Interpretive Summary: Disease management and epidemiological investigations of porcine reproductive and respiratory syndrome virus-type 2 (PRRSV-2) often relies on grouping together highly related sequences. At present, the method used by animal health practitioners, diagnosticians, and researchers to label closely related sequences relies on restriction fragment length polymorphisms (RFLPs) in a single structural protein. Unrelated sequences often are grouped into the same RFLP-type, and closely related sequences sometimes have different RFLP-types. Thus, an alternative classification scheme is needed to provide better resolution on the relatedness of PRRSV-2 viruses to better inform disease management and monitoring efforts. Here, we compare potential alternative systems for classifying PRRSV-2 variants using a database of 28,730 sequences, representing ~60% of the U.S. pig population. Machine learning algorithms were trained to classify new sequences to existing groups or to identify genes as unique with high accuracy. This work lays the foundation for a naming system that reliably groups related viruses together and provides clarity for decision-making surrounding disease management. Through identifying robust and reproducible groups of genetically similar viruses within PRRSV-2, vaccine formulations may be generated that match the genetic diversity of viruses circulating in swine production systems.
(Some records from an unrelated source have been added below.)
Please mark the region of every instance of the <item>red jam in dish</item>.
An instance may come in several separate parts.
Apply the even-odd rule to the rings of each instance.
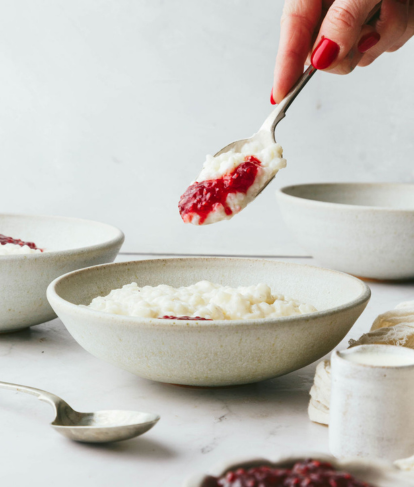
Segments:
[[[210,318],[202,318],[201,316],[194,316],[192,318],[191,316],[161,316],[161,318],[158,318],[159,320],[203,320],[203,321],[212,321]]]
[[[27,245],[29,248],[33,250],[40,250],[41,252],[43,252],[43,250],[37,248],[36,244],[33,242],[23,242],[23,240],[20,240],[19,238],[6,237],[5,235],[2,235],[0,233],[0,245],[6,245],[7,243],[20,245],[20,247],[23,247],[23,245]]]
[[[328,462],[305,460],[292,469],[255,467],[227,472],[217,487],[372,487],[351,474],[338,472]]]
[[[181,196],[178,208],[185,223],[192,220],[193,215],[199,216],[199,225],[222,205],[226,215],[233,212],[226,204],[227,196],[232,193],[246,194],[256,179],[260,161],[254,156],[246,156],[244,162],[218,179],[201,181],[192,184]]]

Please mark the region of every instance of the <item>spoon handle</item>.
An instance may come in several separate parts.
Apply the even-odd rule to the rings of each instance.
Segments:
[[[273,110],[273,112],[266,118],[260,130],[265,130],[274,134],[276,125],[285,118],[287,109],[292,104],[293,100],[299,95],[306,83],[312,78],[317,71],[312,65],[302,74],[295,86],[289,91],[289,93],[283,98],[279,105]]]
[[[25,392],[26,394],[36,396],[40,401],[49,403],[54,408],[56,414],[58,413],[58,408],[61,407],[62,404],[66,404],[63,399],[60,399],[60,397],[55,396],[50,392],[42,391],[41,389],[35,389],[34,387],[21,386],[19,384],[11,384],[9,382],[0,381],[0,389],[11,389],[13,391]]]

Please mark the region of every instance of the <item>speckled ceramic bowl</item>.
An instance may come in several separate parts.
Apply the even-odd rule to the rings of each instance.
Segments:
[[[286,225],[321,264],[373,279],[414,278],[414,184],[301,184],[277,198]]]
[[[110,225],[75,218],[1,215],[0,233],[35,242],[47,252],[0,255],[0,333],[56,318],[47,286],[69,271],[112,262],[124,241]]]
[[[347,460],[338,461],[334,457],[316,452],[306,452],[289,457],[280,457],[276,460],[265,458],[250,458],[233,460],[222,463],[213,468],[208,474],[195,475],[184,482],[183,487],[216,487],[216,477],[221,477],[230,470],[237,468],[253,468],[261,465],[272,466],[276,468],[291,468],[293,465],[306,458],[329,462],[337,470],[349,472],[357,480],[368,482],[374,487],[413,487],[414,476],[401,472],[390,465],[365,461],[365,460]]]
[[[266,283],[319,311],[279,319],[174,321],[78,306],[131,282],[178,287],[202,279],[233,287]],[[307,265],[203,258],[91,267],[56,279],[47,296],[75,340],[96,357],[156,381],[225,386],[276,377],[323,357],[355,323],[370,290],[354,277]]]

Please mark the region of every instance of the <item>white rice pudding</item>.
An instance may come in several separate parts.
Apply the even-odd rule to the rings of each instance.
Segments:
[[[248,187],[246,192],[229,192],[224,204],[215,201],[211,207],[209,203],[209,192],[205,189],[205,181],[220,180],[220,178],[231,177],[231,174],[243,163],[246,158],[253,156],[260,162],[253,184]],[[257,196],[260,190],[277,174],[279,169],[286,167],[286,160],[283,159],[283,149],[279,144],[263,145],[259,141],[246,143],[240,150],[231,150],[220,154],[217,157],[208,155],[203,165],[203,170],[197,180],[187,189],[181,197],[179,208],[182,219],[185,223],[195,225],[207,225],[221,220],[228,220],[236,213],[239,213]],[[199,191],[196,192],[197,187]],[[194,202],[197,209],[194,208]],[[200,209],[200,211],[199,211]]]
[[[4,244],[0,245],[0,255],[41,254],[40,249],[31,249],[28,245]]]
[[[279,318],[317,311],[310,304],[272,293],[266,284],[231,288],[208,281],[180,288],[164,284],[138,287],[133,282],[93,299],[87,307],[142,318],[187,316],[209,320]]]

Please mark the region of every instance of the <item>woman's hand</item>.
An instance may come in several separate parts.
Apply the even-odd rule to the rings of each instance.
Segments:
[[[381,4],[379,18],[370,19]],[[413,0],[286,0],[270,101],[279,103],[306,63],[347,74],[414,35]]]

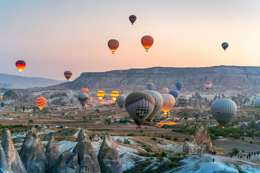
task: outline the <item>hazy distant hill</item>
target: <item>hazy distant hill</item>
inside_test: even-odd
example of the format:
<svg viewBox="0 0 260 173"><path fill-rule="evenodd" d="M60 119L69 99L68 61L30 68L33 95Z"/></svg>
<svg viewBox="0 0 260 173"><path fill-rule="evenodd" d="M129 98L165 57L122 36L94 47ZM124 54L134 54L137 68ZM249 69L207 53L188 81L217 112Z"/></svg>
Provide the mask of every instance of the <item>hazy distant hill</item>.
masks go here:
<svg viewBox="0 0 260 173"><path fill-rule="evenodd" d="M65 82L53 79L0 74L0 87L1 87L27 88L33 87L47 87L63 82Z"/></svg>
<svg viewBox="0 0 260 173"><path fill-rule="evenodd" d="M206 81L213 84L211 91L247 91L248 93L260 90L260 67L220 66L201 68L152 67L131 69L101 73L83 73L72 82L50 86L50 89L91 90L116 89L119 91L142 90L146 84L155 84L156 90L163 87L176 89L177 81L183 83L184 91L204 90Z"/></svg>

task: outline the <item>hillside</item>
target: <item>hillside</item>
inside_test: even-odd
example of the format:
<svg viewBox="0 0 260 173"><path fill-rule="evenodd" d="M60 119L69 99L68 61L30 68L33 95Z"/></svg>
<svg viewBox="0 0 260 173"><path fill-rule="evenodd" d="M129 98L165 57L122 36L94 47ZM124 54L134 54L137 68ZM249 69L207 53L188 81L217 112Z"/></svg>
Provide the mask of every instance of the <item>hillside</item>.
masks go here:
<svg viewBox="0 0 260 173"><path fill-rule="evenodd" d="M48 87L49 89L94 89L119 91L141 90L146 84L155 84L156 90L163 87L175 89L175 83L181 81L183 91L204 90L203 84L210 81L215 92L236 91L258 93L260 87L260 67L219 66L201 68L152 67L130 69L100 73L83 73L72 82Z"/></svg>
<svg viewBox="0 0 260 173"><path fill-rule="evenodd" d="M47 87L65 82L53 79L0 74L0 86L7 88Z"/></svg>

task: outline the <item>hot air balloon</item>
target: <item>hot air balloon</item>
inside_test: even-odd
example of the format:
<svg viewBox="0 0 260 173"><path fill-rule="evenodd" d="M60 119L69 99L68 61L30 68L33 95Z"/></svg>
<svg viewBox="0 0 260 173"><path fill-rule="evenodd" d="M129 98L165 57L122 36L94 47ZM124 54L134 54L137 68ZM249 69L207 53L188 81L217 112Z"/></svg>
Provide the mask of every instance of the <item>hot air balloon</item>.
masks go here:
<svg viewBox="0 0 260 173"><path fill-rule="evenodd" d="M163 94L168 94L169 93L169 89L167 87L164 87L161 89L161 93Z"/></svg>
<svg viewBox="0 0 260 173"><path fill-rule="evenodd" d="M175 99L171 94L161 94L163 99L163 104L161 107L161 111L163 112L164 115L167 115L168 112L174 106Z"/></svg>
<svg viewBox="0 0 260 173"><path fill-rule="evenodd" d="M254 100L254 106L257 108L260 108L260 97L256 98Z"/></svg>
<svg viewBox="0 0 260 173"><path fill-rule="evenodd" d="M104 96L104 92L103 90L100 90L97 92L97 96L100 100L101 100Z"/></svg>
<svg viewBox="0 0 260 173"><path fill-rule="evenodd" d="M119 93L117 91L112 91L110 93L110 96L112 97L113 100L115 101L116 99L116 97L119 95Z"/></svg>
<svg viewBox="0 0 260 173"><path fill-rule="evenodd" d="M46 103L47 103L47 100L44 97L39 97L35 99L35 104L40 110L43 109L46 105Z"/></svg>
<svg viewBox="0 0 260 173"><path fill-rule="evenodd" d="M181 106L187 105L189 103L189 97L187 96L179 96L178 97L178 103Z"/></svg>
<svg viewBox="0 0 260 173"><path fill-rule="evenodd" d="M178 90L180 90L183 87L183 84L181 82L177 82L175 83L175 86Z"/></svg>
<svg viewBox="0 0 260 173"><path fill-rule="evenodd" d="M78 95L78 100L82 106L85 106L87 104L88 99L89 95L86 93L80 92Z"/></svg>
<svg viewBox="0 0 260 173"><path fill-rule="evenodd" d="M147 89L148 89L149 90L153 90L153 89L154 88L154 86L155 86L155 85L153 83L149 83L146 85L146 86L147 87Z"/></svg>
<svg viewBox="0 0 260 173"><path fill-rule="evenodd" d="M155 109L153 112L151 113L150 115L146 120L147 122L151 122L152 120L155 117L156 115L160 111L161 107L162 106L162 103L163 102L163 99L161 94L158 92L154 90L146 90L143 92L150 94L153 98L155 99Z"/></svg>
<svg viewBox="0 0 260 173"><path fill-rule="evenodd" d="M225 51L227 48L228 47L228 43L222 43L221 46L224 50Z"/></svg>
<svg viewBox="0 0 260 173"><path fill-rule="evenodd" d="M65 71L65 72L64 72L64 76L66 78L67 81L69 81L71 76L72 76L72 72L70 71Z"/></svg>
<svg viewBox="0 0 260 173"><path fill-rule="evenodd" d="M124 106L125 105L126 98L126 96L125 96L124 95L119 95L117 97L116 97L115 101L116 102L116 103L117 103L118 106L119 106L119 107L121 108L123 108L124 107Z"/></svg>
<svg viewBox="0 0 260 173"><path fill-rule="evenodd" d="M209 89L212 86L212 83L210 82L206 82L204 84L204 87L207 90Z"/></svg>
<svg viewBox="0 0 260 173"><path fill-rule="evenodd" d="M154 43L154 39L151 36L145 36L141 39L141 43L142 43L142 44L143 44L146 51L147 52Z"/></svg>
<svg viewBox="0 0 260 173"><path fill-rule="evenodd" d="M23 69L25 68L26 63L24 61L19 60L15 63L15 66L20 73L21 73Z"/></svg>
<svg viewBox="0 0 260 173"><path fill-rule="evenodd" d="M89 89L88 89L86 87L83 87L80 90L80 92L85 92L85 93L86 93L87 94L89 93Z"/></svg>
<svg viewBox="0 0 260 173"><path fill-rule="evenodd" d="M219 98L212 103L211 112L221 129L224 129L237 114L237 105L233 100Z"/></svg>
<svg viewBox="0 0 260 173"><path fill-rule="evenodd" d="M175 99L179 96L179 92L178 92L176 90L171 90L169 91L169 94L174 96Z"/></svg>
<svg viewBox="0 0 260 173"><path fill-rule="evenodd" d="M119 46L119 42L116 40L112 39L108 41L107 43L107 45L108 45L108 47L112 51L112 53L113 54L114 53L115 50L118 48L118 46Z"/></svg>
<svg viewBox="0 0 260 173"><path fill-rule="evenodd" d="M135 21L136 20L136 16L134 15L131 15L129 16L129 20L130 21L131 23L132 23L132 25L135 23Z"/></svg>
<svg viewBox="0 0 260 173"><path fill-rule="evenodd" d="M154 110L155 99L148 93L132 92L125 99L125 108L137 126L140 127Z"/></svg>

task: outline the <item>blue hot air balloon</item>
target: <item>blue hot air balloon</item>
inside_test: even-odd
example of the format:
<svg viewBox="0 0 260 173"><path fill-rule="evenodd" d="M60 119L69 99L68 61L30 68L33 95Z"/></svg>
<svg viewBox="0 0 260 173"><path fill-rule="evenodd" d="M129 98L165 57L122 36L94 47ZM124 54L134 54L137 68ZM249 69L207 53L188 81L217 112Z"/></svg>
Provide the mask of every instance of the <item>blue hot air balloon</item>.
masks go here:
<svg viewBox="0 0 260 173"><path fill-rule="evenodd" d="M169 91L169 94L174 96L175 99L179 96L179 92L178 92L178 91L176 91L176 90L171 90Z"/></svg>
<svg viewBox="0 0 260 173"><path fill-rule="evenodd" d="M175 83L175 86L178 89L178 90L180 90L183 87L183 84L181 82L177 82Z"/></svg>

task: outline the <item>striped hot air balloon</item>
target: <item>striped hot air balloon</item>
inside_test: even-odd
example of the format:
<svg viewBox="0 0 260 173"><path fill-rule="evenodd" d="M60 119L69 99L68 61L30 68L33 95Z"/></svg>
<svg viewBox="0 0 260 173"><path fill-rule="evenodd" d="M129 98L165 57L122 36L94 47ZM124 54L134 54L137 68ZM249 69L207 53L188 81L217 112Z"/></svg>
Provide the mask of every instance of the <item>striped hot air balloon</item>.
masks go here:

Technical Abstract: Disease management and epidemiological investigations of porcine reproductive and respiratory syndrome virus-type 2 (PRRSV-2) often relies on grouping together highly related sequences. At present, the method utilized by animal health practitioners, diagnosticians, and researchers to label closely related sequences relies on restriction fragment length polymorphisms (RFLPs) in the ORF5 gene sequence. Unrelated sequences often are grouped into the same RFLP-type, and closely related sequences sometimes have different RFLP-types. Thus, an alternative classification scheme is needed to provide better resolution on the relatedness of PRRSV-2 viruses to better inform disease management and monitoring efforts. Here, we compare potential alternative systems for classifying PRRSV-2 variants using a database of 28,730 sequences, representing ~60% of the U.S. pig population. In total, we compared 140 approaches that differed in their tree-building method, criteria, and thresholds for defining variants within phylogenetic trees using TreeCluster. We identified three approaches that did not produce overly granularized variants (i.e., =5 sequences per cluster), and resulted in reproducible and robust outputs even when the input data or input phylogenies were changed. In the three best performing approaches, the average genetic distance amongst sequences belonging to the same variant was 2.1 – 2.5%, and the genetic divergence between variants was 2.5-2.7%. Machine learning algorithms could also be trained to assign new sequences to a variant with >95% accuracy, which shows that newly generated sequences could be assigned without repeating the phylogenetic and clustering analyses. Finally, we identified 73 sequence-clusters associated with circulation events on single farms. The percent of farm sequence-clusters with an ID change was 6.5-8.7% for our best approaches. In contrast, ~43% of farm sequence-clusters had an RFLP-type change, further demonstrating how an alternative fine-scale classification system could address shortcomings of the current system based on RFLPs. Through identifying robust and reproducible classification approaches for PRRSV-2, this work lays the foundation for an alternative system that would more reliably group related field viruses and provide better improved clarity for decision-making surrounding disease management.